Eso no era lo que me habían dicho. Al proponer aquellas vacaciones durante la visita que nos había hecho en Michigan, Mammal, cuarto hijo de Baba Hajji y Ameh Bozorg, había dicho: «Cuando salgas a la calle, tendrás que llevar manga larga y pañuelo, y calcetines oscuros». Pero no había dicho nada de un largo y opresivo abrigo en medio del infernal calor del verano.
—No te preocupes por ello —indicó Moody—. Te lo da como un regalo. Sólo tienes que llevarlo cuando salgas a la calle.
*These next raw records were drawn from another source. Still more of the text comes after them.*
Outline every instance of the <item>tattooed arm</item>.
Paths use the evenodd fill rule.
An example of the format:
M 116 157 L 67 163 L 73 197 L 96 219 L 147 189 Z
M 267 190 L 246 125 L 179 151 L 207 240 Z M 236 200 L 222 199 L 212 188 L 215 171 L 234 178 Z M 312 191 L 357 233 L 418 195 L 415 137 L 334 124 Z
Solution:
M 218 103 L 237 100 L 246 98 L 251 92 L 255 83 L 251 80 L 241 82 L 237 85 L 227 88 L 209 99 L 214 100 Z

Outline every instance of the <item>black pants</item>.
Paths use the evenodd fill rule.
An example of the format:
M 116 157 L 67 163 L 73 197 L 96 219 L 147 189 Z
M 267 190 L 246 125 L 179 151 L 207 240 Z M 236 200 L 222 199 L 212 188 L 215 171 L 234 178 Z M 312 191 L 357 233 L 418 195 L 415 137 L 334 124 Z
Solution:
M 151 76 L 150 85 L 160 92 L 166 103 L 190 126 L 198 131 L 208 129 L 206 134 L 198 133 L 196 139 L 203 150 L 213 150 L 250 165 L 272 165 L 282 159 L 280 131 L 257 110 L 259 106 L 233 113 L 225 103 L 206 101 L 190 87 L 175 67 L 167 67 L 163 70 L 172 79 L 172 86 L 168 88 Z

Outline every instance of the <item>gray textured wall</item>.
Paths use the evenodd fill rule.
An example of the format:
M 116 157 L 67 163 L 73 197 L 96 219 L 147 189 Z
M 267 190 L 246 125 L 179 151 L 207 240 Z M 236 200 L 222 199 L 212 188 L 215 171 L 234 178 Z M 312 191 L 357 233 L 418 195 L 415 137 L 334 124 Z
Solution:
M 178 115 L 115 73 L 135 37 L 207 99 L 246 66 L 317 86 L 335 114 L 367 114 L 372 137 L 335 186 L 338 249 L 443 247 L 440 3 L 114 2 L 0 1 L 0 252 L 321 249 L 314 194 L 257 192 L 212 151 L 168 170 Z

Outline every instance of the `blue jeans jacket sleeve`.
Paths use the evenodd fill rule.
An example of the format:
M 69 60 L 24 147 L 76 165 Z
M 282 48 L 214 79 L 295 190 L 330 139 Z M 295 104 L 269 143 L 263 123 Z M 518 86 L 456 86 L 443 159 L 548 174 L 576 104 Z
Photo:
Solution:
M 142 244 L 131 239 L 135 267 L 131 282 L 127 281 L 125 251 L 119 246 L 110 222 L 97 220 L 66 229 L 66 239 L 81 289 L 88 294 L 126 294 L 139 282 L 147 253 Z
Pero sí me preocupé. Cuando Hossein salió de la autopista, estudié a las mujeres que circulaban apresuradamente por las hormigueantes aceras de Teherán. Iban enteramente tapadas, de la cabeza a los pies, la mayoría de ellas cubiertas con
chadores
negros encima de los abrigos, y pañuelos como el
montoe
y el
roosarie
que acababan de regalarme. Y todos los colores eran aquel mismo color pardusco.
¿Qué harán si
no
lo llevo?, me pregunté. ¿Me arrestarán?
Trasladé esta pregunta a Moody, que me replicó simplemente: «Sí».
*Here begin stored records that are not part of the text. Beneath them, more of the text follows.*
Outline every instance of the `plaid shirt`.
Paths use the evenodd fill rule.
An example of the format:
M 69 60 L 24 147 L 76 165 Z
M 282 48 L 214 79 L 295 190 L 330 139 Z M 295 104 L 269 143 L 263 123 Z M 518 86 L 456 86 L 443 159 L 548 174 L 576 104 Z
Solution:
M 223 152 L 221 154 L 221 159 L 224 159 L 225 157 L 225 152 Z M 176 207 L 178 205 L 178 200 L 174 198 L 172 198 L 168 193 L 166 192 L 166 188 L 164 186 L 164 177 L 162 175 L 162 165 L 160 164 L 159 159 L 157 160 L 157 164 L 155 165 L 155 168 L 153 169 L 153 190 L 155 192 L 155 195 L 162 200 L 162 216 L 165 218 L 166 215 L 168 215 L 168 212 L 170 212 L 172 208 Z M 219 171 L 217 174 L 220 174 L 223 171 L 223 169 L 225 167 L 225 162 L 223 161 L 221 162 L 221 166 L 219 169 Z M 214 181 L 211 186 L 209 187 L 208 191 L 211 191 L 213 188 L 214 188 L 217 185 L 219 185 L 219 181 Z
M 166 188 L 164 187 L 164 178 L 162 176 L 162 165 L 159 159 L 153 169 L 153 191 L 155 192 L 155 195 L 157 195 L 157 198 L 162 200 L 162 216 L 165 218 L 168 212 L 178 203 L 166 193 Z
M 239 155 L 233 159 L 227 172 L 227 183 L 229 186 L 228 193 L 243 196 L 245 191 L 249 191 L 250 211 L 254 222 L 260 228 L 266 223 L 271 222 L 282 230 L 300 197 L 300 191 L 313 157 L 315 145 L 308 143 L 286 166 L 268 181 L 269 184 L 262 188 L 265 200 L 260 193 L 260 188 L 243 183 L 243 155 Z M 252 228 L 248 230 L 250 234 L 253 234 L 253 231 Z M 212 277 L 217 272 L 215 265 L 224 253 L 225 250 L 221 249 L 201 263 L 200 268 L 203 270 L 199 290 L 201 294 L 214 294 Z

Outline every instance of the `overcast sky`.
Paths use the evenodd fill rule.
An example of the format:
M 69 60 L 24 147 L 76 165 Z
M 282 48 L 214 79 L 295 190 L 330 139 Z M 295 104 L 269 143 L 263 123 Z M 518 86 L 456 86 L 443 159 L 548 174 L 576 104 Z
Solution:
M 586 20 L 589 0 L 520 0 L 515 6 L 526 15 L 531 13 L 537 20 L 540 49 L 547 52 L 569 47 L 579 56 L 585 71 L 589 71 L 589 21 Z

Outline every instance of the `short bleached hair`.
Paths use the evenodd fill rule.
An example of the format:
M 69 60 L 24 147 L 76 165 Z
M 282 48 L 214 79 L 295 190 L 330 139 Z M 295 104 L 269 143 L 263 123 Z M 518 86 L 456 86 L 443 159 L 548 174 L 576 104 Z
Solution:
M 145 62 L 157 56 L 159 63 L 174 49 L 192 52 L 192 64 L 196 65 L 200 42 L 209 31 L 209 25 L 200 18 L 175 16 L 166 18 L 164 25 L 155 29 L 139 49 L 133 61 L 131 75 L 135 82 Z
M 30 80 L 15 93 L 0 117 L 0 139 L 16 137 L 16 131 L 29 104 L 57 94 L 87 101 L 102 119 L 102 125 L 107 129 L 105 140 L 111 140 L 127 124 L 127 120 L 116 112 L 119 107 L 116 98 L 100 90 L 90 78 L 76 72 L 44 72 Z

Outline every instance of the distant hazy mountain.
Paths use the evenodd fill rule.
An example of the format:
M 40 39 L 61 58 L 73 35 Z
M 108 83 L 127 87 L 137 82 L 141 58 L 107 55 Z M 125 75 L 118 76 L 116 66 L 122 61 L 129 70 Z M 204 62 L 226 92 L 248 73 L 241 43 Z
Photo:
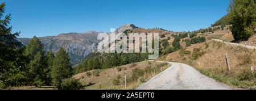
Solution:
M 126 24 L 117 28 L 116 32 L 121 33 L 135 28 L 136 27 L 133 24 Z M 38 38 L 44 45 L 45 51 L 56 53 L 60 48 L 64 48 L 69 54 L 72 63 L 76 64 L 85 58 L 88 54 L 97 52 L 97 47 L 100 41 L 97 38 L 101 32 L 89 31 L 86 33 L 61 33 L 57 36 Z M 18 40 L 27 45 L 30 39 L 18 38 Z
M 96 52 L 98 33 L 95 31 L 86 33 L 61 33 L 57 36 L 38 37 L 44 47 L 44 50 L 54 53 L 63 47 L 69 54 L 72 64 L 77 64 L 88 54 Z M 27 45 L 30 38 L 18 38 L 23 44 Z

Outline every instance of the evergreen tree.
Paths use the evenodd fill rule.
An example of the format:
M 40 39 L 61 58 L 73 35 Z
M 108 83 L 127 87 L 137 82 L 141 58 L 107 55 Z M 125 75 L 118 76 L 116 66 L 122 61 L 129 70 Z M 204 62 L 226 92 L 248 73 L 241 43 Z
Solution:
M 38 52 L 31 60 L 29 67 L 30 78 L 31 78 L 33 83 L 36 86 L 44 85 L 46 80 L 47 73 L 45 72 L 47 65 L 45 64 L 44 56 L 42 52 Z
M 233 0 L 228 9 L 231 31 L 236 40 L 247 39 L 256 26 L 256 0 Z
M 0 5 L 0 89 L 22 83 L 25 77 L 26 57 L 20 55 L 22 50 L 17 49 L 21 44 L 16 38 L 20 32 L 11 33 L 10 26 L 11 14 L 3 16 L 5 3 Z
M 44 57 L 44 46 L 36 36 L 30 40 L 24 51 L 24 55 L 30 61 L 28 65 L 28 75 L 27 79 L 31 83 L 38 85 L 46 85 L 47 65 Z
M 53 61 L 51 70 L 52 83 L 59 88 L 61 87 L 61 81 L 68 78 L 72 75 L 71 67 L 68 53 L 61 48 L 56 53 Z
M 31 60 L 33 60 L 34 57 L 38 52 L 43 52 L 43 53 L 44 53 L 44 52 L 43 51 L 43 49 L 44 46 L 39 39 L 36 36 L 34 36 L 28 42 L 24 54 L 26 56 L 30 57 Z
M 47 85 L 50 85 L 52 82 L 51 70 L 52 70 L 52 66 L 53 65 L 53 58 L 54 58 L 53 53 L 47 51 L 47 55 L 46 57 L 46 60 L 47 61 L 47 68 L 44 70 L 44 72 L 46 73 L 46 79 L 45 82 Z

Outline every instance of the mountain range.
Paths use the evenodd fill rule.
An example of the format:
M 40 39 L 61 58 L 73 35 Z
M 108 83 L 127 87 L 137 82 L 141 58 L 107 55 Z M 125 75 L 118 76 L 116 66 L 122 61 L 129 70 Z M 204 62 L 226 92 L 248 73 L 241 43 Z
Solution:
M 137 28 L 131 24 L 121 26 L 116 32 L 123 32 L 125 30 Z M 69 55 L 72 64 L 77 64 L 84 60 L 89 54 L 97 53 L 97 46 L 100 42 L 97 36 L 103 32 L 89 31 L 85 33 L 60 33 L 57 36 L 38 37 L 44 45 L 44 50 L 56 53 L 62 47 Z M 18 40 L 27 45 L 31 38 L 18 38 Z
Mi inquietud por el código de vestimenta local fue rápidamente olvidada cuando Hossein atacó el tráfico ciudadano. En las estrechas calles había impresionantes atascos de coches, que en general circulaban en montón. Cada conductor buscaba una brecha y, cuando descubría una, apretaba el acelerador y el claxon simultáneamente. Enfadado en uno de los atascos, Hossein metió la marcha atrás y retrocedió un largo trecho por una calle de dirección única. Fui testigo de las secuelas de varios guardabarros abollados: conductores y ocupantes bajando del vehículo, gritándose mutuamente, y a veces liándose a golpes.
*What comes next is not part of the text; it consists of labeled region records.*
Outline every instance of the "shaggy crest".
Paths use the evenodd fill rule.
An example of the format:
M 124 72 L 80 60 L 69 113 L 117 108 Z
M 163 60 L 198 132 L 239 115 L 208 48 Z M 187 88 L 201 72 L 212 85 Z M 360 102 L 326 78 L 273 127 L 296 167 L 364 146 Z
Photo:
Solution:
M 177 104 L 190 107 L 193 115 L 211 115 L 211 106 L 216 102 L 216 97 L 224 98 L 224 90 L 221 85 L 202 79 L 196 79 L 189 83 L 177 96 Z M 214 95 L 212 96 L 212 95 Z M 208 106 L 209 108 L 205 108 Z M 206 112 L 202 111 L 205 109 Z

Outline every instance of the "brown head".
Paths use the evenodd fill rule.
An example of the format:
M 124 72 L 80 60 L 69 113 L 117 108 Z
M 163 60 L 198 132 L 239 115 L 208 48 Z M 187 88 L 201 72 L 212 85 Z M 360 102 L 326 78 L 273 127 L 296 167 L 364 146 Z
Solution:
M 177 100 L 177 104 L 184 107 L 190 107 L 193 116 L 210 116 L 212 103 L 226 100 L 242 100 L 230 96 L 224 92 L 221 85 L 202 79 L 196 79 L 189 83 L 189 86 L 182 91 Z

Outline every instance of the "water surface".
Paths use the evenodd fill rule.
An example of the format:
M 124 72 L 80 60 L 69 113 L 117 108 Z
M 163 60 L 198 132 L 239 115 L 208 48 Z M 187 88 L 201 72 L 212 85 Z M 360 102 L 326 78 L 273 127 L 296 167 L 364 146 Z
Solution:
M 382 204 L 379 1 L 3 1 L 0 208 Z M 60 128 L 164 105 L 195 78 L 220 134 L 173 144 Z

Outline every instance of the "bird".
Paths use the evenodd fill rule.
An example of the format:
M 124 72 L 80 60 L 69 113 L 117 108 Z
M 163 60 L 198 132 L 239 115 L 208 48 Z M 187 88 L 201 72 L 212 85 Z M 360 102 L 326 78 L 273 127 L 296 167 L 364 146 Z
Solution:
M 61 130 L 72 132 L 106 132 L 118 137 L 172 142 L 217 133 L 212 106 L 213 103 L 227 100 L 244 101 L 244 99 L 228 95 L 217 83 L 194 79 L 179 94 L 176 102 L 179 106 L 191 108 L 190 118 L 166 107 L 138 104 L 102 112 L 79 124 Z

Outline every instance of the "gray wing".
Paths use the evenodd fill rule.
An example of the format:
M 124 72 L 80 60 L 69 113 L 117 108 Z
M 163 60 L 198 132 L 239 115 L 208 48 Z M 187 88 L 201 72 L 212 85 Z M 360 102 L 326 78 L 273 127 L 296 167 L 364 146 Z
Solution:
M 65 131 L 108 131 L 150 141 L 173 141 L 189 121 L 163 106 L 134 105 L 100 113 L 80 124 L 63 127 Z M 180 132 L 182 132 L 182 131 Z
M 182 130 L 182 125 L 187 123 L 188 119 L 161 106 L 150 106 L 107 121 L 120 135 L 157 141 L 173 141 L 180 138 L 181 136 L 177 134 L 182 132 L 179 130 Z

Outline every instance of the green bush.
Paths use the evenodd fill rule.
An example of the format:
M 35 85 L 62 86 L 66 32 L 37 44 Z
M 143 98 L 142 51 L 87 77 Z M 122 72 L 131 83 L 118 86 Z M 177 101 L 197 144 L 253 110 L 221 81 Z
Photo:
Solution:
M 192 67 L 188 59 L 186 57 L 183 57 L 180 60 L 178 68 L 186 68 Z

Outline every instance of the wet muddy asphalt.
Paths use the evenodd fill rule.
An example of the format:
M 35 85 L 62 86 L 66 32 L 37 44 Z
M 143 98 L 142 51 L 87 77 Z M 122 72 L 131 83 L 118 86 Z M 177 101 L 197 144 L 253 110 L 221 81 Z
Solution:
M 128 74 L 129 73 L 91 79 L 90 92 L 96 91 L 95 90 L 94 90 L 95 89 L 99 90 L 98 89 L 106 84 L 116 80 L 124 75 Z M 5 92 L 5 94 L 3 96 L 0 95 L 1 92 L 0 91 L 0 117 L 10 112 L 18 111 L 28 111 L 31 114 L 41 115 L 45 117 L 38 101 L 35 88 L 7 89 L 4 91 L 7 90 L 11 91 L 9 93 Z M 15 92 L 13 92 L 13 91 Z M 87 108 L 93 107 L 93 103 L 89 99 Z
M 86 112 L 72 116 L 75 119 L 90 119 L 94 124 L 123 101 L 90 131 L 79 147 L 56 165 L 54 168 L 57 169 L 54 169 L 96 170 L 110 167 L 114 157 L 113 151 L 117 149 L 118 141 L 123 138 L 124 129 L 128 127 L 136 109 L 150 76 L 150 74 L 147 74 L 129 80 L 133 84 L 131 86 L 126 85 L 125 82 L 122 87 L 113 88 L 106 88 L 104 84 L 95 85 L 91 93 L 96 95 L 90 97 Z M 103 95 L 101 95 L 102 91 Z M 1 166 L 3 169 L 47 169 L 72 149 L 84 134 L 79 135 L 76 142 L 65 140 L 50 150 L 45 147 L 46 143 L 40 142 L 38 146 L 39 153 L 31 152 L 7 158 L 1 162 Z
Traducida por Moody, Ameh Bozorg me explicó que los viernes solía haber menos tráfico. Era el domingo musulmán, en que las familias se reunían en el hogar del pariente de más edad para dedicarse a la oración. Pero ahora se aproximaba el momento de la lectura de la plegaria del viernes en el centro de la ciudad, efectuada por uno de los más santos de los hombres santos del Islam. Este sagrado deber era asumido con frecuencia por el presidente Hohatoleslam Sayed Alí Jamenei (que no debe ser confundido con el Ayatollah Ruhollah Jomeini, quien, como líder religioso, posee una jerarquía superior incluso a la del presidente), ayudado por el Hohatoleslam Alí Akbar Hashemi Rafsanjani, el presidente de la Cámara. Millones —que no millares, subrayó Ameh Bozorg— asistían a las plegarias del viernes.
Mahtob observaba la escena en silencio, sujetando su conejito, con los ojos abiertos de par en par ante las imágenes, los sonidos y los olores de aquel nuevo y extraño mundo. Yo sabía que la pequeña necesitaba desesperadamente un lavabo.
Al cabo de una hora, en que nuestra vida estuvo en las inseguras manos de Hossein, nos detuvimos finalmente ante la casa de nuestros anfitriones, Baba Hajji y Ameh Bozorg. Moody declaró orgullosamente que aquél era un distrito opulento de la parte norte de la ciudad de Teherán; la casa de su hermana estaba a exactamente dos puertas de la Embajada de China. Estaba resguardada de la calle por una gran verja de hierro trabajado de color verde, de barrotes muy juntos. Entramos por una doble puerta de acero a un patio de cemento.